Un rapport accablant de la CRC met en lumière des dérives financières au CNARM
La chambre régionale des comptes (CRC) de La Réunion a publié un rapport sévère qui critique vivement le comité national d’accueil et d’actions pour les Réunionnais en mobilité (CNARM). Ce document, dont Le Monde a eu connaissance, détaille une série de malversations financières qui éclaboussent cette association historique, créée en 1965 par l’ancien premier ministre Michel Debré.
Une association en déclin malgré un budget conséquent
Initialement chargé de faciliter la mobilité des Réunionnais vers l’Hexagone pour trouver un emploi, le CNARM voit son activité jugée « en déclin ». Pourtant, il persiste en raison du taux de chômage élevé sur l’île, avoisinant les 17 % en 2025. En 2024, l’association a accompagné 1 481 départs, avec un budget de 11,5 millions d’euros, financé à 63 % par le conseil départemental et à 37 % par le fonds social européen.
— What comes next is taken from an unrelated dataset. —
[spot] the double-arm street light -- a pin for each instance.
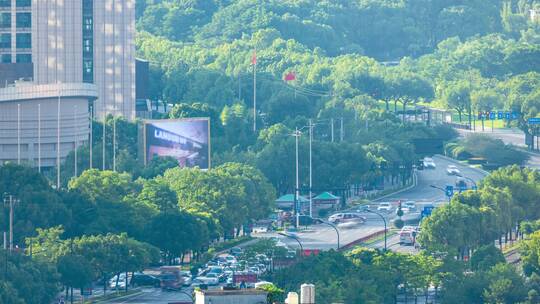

Un fonctionnement clos et capté par un clan politique
Le rapport fustige un « modèle associatif dévoyé par un fonctionnement clos », dépourvu de contrôle de la collectivité territoriale. Il pointe du doigt l’ancien président Ibrahim Dindar, élu divers droite au conseil départemental de 2008 à 2023, et l’actuel président Bernard Picardo, également à la tête de la chambre des métiers. La CRC dénonce une « endogamie » au sein d’une structure dominée par un clan politique, regroupant majoritairement des élus ou anciens élus du conseil départemental, transformant l’association en une rente de situation.
Des abus financiers multiples et opaques
Les dysfonctionnements énumérés sont nombreux :
- Des conseils d’administration organisés à Paris, générant près de 145 000 euros de frais de déplacement en 2023 et 2024.
- Des recrutements et avancements qualifiés d’« opaques ».
- Un ancien comptable soupçonné d’avoir détourné près de 450 000 euros, ayant conduit à une plainte déposée en décembre 2024, un an après les premiers signalements.
Des signalements et plaintes ont également été adressés au parquet de Saint-Denis, ajoutant au parfum de scandale local. Cette affaire soulève des questions cruciales sur la gestion des fonds publics et la transparence des associations subventionnées.